Alline immediately revealed his rebirth experience to his parents, which they initially welcomed. With his announcement of his need and desire to spread the gospel, he came into conflict with them. Alline's parents were then in the sunset of their lives and depended on Henry's management of the family farm for their welfare. More importantly, however, they and Alline recognized that under the traditional Congregational churches, only appropriately educated and ordained ministers were eligible to preach.
That weighed heavily on Alline, who in short order attempted to sail to New England to seek the appropriate education and training. However, it was on the eve of the American Revolution, and the violent convulsions that began to occur in New England precluded his departure from Nova Scotia.
Despite his misgivings he began preaching in Falmouth, particularly after his neighbors heard that he had become a New Light and sought his advice and asked him to lead them in prayer. That again brought him at odds with his parents, who were known to walk out of churches in which he began to preach. In 1776 he began preaching at Newport, the township adjacent to Falmouth. His reputation as a gifted spiritual speaker spread, and soon, crowds were flocking to Falmouth to hear him.

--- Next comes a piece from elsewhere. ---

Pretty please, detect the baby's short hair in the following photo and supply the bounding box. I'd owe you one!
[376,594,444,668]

The same year, both Falmouth and Newport formed churches with his assistance, were anti-Calvinist in nature and generally rejected, traditional Congregationalism. By 1777, Alline finally broke from his parents to pursue his evangelical ministry on a full-time basis. In 1778 the Horton and Cornwallis Townships sought his assistance to establish a Baptist church, which became the first Baptist Church in Canada. The following year, the church, along with the Falmouth and Newport New Light churches, ordained him. That act removed one of Alline's perceived impediments to his right to preach. Despite Alline's assistance in establishing the Horton/Cornwallis Baptist Church, a dispute concerning the proper mode of baptism denied him the fellowship.

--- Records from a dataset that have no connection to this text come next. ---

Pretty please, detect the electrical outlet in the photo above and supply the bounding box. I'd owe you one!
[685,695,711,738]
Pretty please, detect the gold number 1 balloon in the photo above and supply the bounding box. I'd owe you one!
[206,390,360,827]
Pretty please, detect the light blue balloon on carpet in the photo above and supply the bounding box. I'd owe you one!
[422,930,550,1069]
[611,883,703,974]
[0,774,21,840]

Until 1783, Alline travelled extensively throughout the Planter-settled areas of Nova Scotia, the Saint John River Valley, and the Chignecto area. His effort to reach the people was Herculean by travelling mostly by foot and at times on horseback to reach every possible hamlet. His ministry was hugely successful and drew the attention and grudging admiration of even those who opposed him like Simeon Perkins of Liverpool, who stated, "Never did I behold Such an Appearance of the Spirit of God moving upon the people.... Since the time of the Great Religious Stir in New England many years ago." By 1783, even Alline's opponents acknowledged that the whole colony outside of Halifax had come under his revivalist influence. Despite his success, he was not accepted by all those he encountered. Opposition rose against him from those who thought he was a destabilizing factor to the day's social order: primarily government representatives in Halifax and the Anglican clergy that was fully integrated into the governmental power structure. Ministers of various other Protestant sects also opposed him on theological grounds, the New Light's jettisoning of an educated and "properly"-ordained ministry, and assuredly the loss of parishioners that eroded both tithing flows and the clergy's status in their community's hierarchy. A significant result of the revival was that it stimulated much more frequent contact among settlements, as Alline travelled to places that none had gone before.

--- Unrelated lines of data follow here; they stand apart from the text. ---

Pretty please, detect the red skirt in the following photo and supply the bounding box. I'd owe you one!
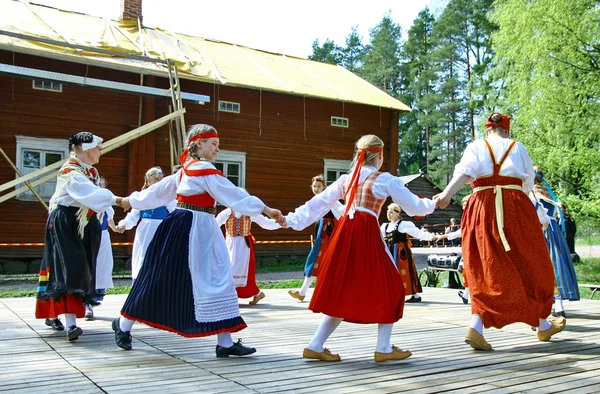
[309,211,405,324]
[235,236,260,298]
[462,189,554,328]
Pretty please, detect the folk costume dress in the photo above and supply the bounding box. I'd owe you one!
[35,155,116,319]
[121,160,265,337]
[286,165,435,324]
[217,208,281,298]
[96,207,115,292]
[119,200,177,281]
[381,220,433,295]
[455,136,554,328]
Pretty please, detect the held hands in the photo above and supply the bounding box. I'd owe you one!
[263,206,287,228]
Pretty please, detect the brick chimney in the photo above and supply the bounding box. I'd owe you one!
[121,0,142,22]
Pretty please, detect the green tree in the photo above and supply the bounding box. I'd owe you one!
[308,38,342,64]
[492,0,600,218]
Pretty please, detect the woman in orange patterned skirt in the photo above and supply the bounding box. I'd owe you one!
[286,135,435,362]
[436,113,566,350]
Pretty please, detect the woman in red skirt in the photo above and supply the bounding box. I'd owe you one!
[436,113,566,350]
[286,135,435,362]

Throughout that time, Alline established seven additional churches and composed his many hymns, pamphlets, sermons, personal journal, and two major theological works. The frantic pace that Alline imposed upon himself weakened his health and allowed the rapid advance of tuberculosis. Even so, he decided to travel to New England in 1783 to spread his New Light ideas to his former brethren. His ministry there lasted until he finally succumbed to his illness in February 1784.